You have been diagnosed with an eye condition that affects your macula, the part of the eye responsible for detailed central vision. You should have received information about your condition and any treatments that have been recommended.
The most common conditions we treat in NHS Forth Valley are:
- Wet age-related macular degeneration (wet AMD)
- Retinal vein occlusions causing cystoid macular oedema (fluid affecting central vision)
- Diabetic macular oedema, which is fluid at the centre of vision caused by diabetic eye disease
Once you have been assessed
After your initial face-to-face appointment with the hospital eye service, any follow-up care may take one of the following forms.
This service is delivered by specially trained ophthalmic technicians. You will not see a doctor at this visit, but you will have several tests, including:
- A sight test to measure your distance vision
- An eye pressure check
- OCT imaging – detailed digital scans of your eye that help us monitor your condition and guide
treatment decisions
OCT appointment
At your OCT appointment, the tests listed above will be carried out. The results are reviewed by the clinical team to decide whether treatment should continue, change, or stop.
How we will contact you
We will update you about your treatment plan and next steps by letter.
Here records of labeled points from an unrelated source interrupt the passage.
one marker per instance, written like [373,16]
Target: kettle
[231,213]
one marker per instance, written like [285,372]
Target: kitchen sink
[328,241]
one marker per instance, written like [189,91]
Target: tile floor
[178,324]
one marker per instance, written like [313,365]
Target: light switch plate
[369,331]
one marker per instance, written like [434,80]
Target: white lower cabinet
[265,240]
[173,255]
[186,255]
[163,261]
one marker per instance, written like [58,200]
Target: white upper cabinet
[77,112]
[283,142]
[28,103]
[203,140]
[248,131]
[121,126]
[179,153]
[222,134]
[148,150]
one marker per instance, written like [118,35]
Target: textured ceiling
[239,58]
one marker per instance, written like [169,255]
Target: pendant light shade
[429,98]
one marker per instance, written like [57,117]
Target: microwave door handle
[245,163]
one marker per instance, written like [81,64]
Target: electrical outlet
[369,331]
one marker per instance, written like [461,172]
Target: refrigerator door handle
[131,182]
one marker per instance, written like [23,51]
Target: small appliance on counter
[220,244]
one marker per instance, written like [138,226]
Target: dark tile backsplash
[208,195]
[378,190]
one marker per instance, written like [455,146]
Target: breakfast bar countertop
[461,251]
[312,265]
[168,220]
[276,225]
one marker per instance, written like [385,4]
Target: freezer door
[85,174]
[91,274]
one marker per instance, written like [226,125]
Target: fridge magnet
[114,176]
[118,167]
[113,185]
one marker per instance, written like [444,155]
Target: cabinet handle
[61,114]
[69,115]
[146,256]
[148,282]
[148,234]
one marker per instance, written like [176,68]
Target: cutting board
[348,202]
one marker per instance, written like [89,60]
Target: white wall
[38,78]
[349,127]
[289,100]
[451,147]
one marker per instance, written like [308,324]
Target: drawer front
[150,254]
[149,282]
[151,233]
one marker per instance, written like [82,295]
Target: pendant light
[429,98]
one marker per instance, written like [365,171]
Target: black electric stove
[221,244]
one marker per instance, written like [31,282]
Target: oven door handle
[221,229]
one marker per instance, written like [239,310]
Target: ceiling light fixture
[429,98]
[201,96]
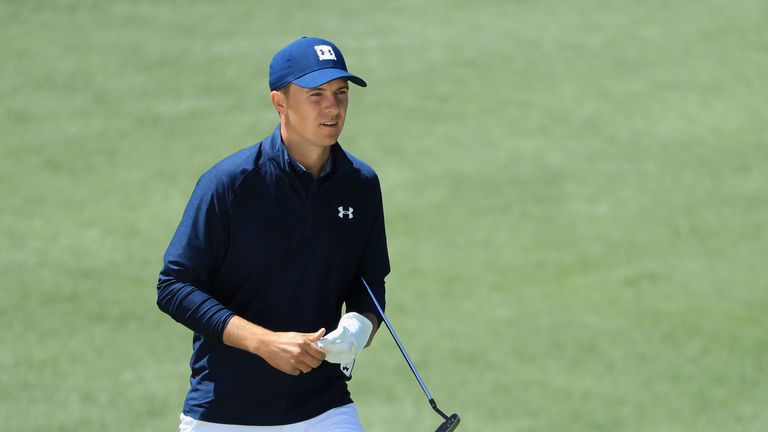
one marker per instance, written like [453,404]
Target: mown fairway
[576,200]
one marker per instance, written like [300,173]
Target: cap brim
[322,76]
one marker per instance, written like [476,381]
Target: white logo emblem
[347,213]
[324,52]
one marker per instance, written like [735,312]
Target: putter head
[450,424]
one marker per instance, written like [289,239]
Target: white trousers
[341,419]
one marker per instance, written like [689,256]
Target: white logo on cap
[324,52]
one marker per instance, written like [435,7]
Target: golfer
[265,266]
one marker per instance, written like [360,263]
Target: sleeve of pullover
[374,265]
[191,261]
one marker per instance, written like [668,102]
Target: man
[274,240]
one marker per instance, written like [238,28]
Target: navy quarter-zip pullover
[253,241]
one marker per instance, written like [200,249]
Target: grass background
[575,196]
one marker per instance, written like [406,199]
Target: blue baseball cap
[309,62]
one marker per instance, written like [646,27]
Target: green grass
[574,191]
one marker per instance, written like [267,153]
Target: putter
[452,421]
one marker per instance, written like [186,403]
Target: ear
[278,101]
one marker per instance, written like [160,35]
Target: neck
[312,158]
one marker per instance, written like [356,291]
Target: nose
[332,104]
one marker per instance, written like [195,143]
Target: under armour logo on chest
[347,213]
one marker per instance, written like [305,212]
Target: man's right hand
[288,352]
[292,353]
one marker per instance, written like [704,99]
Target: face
[313,117]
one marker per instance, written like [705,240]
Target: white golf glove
[345,343]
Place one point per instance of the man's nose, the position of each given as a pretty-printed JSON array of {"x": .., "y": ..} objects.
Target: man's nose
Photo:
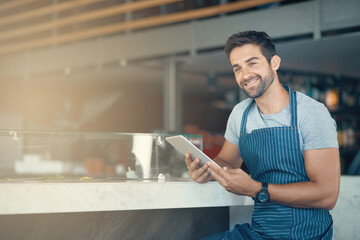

If you have any concerns about the plan, please contact the Ophthalmology Department on 01324 614368 and a member of the clinical team will get in touch.
If you feel you have a new or different eye problem, such as cataract, please make an appointment with your community optometrist. They can refer you to our cataract assessment clinic if needed.
Face-to-face appointment
This appointment allows us to examine your eyes in person and discuss your management. Face-to-face appointments are usually only required at the beginning and end of treatment unless there is a clinical need.
This appointment may involve an injection of medication into your eye. Injections are provided by specialist nurse injectors and doctors.
The interval between injections varies depending on how active your condition is:
- If the condition appears inactive or has responded well, the interval may be increased by
2 to 4 weeks at a time. - If the condition appears active or has worsened, the interval may be reduced by 2 to 4 weeks
or more.
We may also recommend switching to a different medication. If this is advised, the reasons for the change and the name of the new drug will be explained to you in a letter.